Deux décennies plus tard, Seattle choisit un maire dont la principale priorité sera de sortir la ville d'une autre crise économique.

C'est un défi de taille. Bien que l'économie de Seattle ait considérablement rebondi depuis les profondeurs de la pandémie, un rétablissement complet pourrait prendre un an ou plus, en partie grâce aux dommages persistants de la pandémie. Mais le nouveau maire devra également naviguer dans de profonds désaccords politiques sur la meilleure façon de relancer l'économie, ou même à quoi devrait ressembler une économie « reprise ».

Ces politiques de relance ont déjà fait surface à l'approche de la primaire (les bulletins de vote sont attendus le 3 août)  : une querelle entre l'establishment du centre-ville de Seattle, qui considère le centre-ville comme le moteur de la reprise, et une candidate de premier plan, M. Lorena González, défend une stratégie plus large axée sur « tous nos quartiers à travers la ville ».

Une ville, plusieurs récupérations

La querelle est largement performative – mais elle souligne un défi clé pour la reprise de Seattle : le prochain maire supervisera non seulement « une » économie, mais une communauté économique diversifiée dont les divers éléments ne se sont pas rétablis au même rythme.
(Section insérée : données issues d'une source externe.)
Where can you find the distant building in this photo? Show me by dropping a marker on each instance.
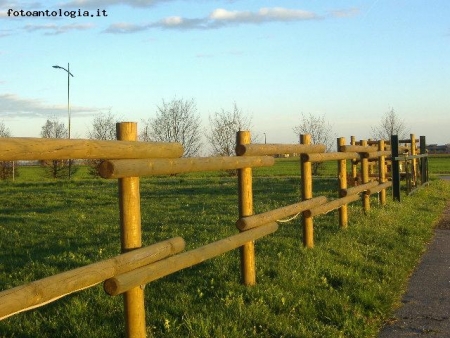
(438, 149)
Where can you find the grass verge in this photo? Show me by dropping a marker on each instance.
(347, 286)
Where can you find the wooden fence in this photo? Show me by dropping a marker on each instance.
(136, 266)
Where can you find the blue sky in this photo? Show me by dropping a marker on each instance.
(350, 61)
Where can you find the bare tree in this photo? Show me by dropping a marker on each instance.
(390, 124)
(223, 128)
(53, 128)
(321, 133)
(175, 121)
(7, 169)
(103, 128)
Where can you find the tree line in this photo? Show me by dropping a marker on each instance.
(178, 120)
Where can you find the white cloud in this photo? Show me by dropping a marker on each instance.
(219, 18)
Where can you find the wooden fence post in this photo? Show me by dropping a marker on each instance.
(245, 186)
(342, 178)
(423, 161)
(130, 225)
(382, 172)
(414, 161)
(365, 177)
(354, 166)
(306, 176)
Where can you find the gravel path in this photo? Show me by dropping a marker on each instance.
(426, 304)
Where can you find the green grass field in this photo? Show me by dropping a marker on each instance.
(347, 286)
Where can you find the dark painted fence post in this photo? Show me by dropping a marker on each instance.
(395, 168)
(423, 161)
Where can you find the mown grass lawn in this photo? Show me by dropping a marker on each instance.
(347, 286)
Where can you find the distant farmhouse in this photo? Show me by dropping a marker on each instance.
(437, 149)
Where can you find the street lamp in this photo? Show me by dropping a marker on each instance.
(69, 74)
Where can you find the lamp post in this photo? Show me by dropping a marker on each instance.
(69, 74)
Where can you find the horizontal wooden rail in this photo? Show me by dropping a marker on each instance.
(31, 149)
(331, 156)
(254, 221)
(358, 149)
(408, 140)
(120, 284)
(376, 154)
(357, 189)
(130, 168)
(276, 149)
(332, 205)
(379, 187)
(46, 290)
(410, 157)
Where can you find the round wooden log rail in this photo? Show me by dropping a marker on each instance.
(254, 221)
(276, 149)
(323, 209)
(358, 149)
(46, 290)
(127, 168)
(357, 189)
(376, 154)
(330, 156)
(31, 149)
(379, 187)
(121, 283)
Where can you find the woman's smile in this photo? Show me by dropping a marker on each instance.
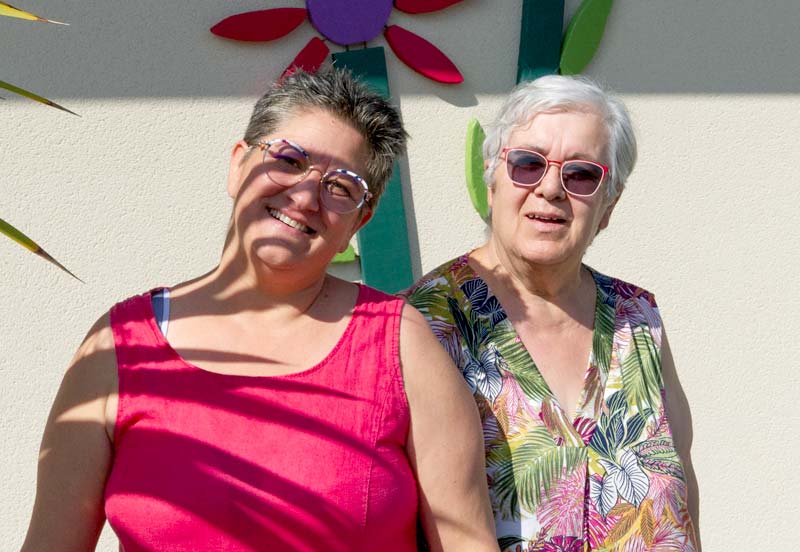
(291, 222)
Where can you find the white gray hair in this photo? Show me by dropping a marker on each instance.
(561, 93)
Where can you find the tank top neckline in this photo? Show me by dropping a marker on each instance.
(162, 342)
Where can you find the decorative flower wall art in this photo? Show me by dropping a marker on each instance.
(347, 23)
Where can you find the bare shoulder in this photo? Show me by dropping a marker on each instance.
(76, 452)
(429, 375)
(89, 389)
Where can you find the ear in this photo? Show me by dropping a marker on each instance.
(358, 224)
(235, 167)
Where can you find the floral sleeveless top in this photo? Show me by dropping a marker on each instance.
(610, 479)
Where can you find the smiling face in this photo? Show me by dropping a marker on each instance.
(544, 225)
(288, 228)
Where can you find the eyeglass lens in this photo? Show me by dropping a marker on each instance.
(340, 190)
(528, 168)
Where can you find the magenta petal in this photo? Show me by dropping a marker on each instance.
(310, 58)
(423, 6)
(422, 56)
(260, 26)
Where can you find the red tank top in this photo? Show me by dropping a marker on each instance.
(303, 462)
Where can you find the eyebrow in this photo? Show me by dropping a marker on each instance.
(575, 156)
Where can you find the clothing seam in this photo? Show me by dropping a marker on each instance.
(395, 312)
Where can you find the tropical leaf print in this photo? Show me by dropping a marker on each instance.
(426, 297)
(519, 363)
(608, 480)
(602, 337)
(616, 429)
(482, 301)
(483, 374)
(647, 523)
(562, 509)
(508, 541)
(641, 372)
(631, 481)
(563, 544)
(603, 492)
(524, 472)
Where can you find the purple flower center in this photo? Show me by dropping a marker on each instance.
(349, 21)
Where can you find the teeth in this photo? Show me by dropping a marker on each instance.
(290, 222)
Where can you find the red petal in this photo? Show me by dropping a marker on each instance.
(260, 26)
(423, 6)
(422, 56)
(309, 59)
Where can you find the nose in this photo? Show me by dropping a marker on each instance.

Alors que de nombreux grands employeurs de Seattle, y compris les grands acteurs du centre-ville comme Amazon, ont rebondi (ou ont en fait profité d'un boom pandémique), la communauté des petites entreprises de la ville peut avoir besoin d'années pour retrouver ses chiffres ou sa vitalité d'avant la pandémie.

Pour plus d'informations sur le vote, les urnes, le vote accessible et les bulletins de vote en ligne, contactez votre bureau électoral de comté. Les bulletins de vote sont dus avant 20 heures. le 3 août.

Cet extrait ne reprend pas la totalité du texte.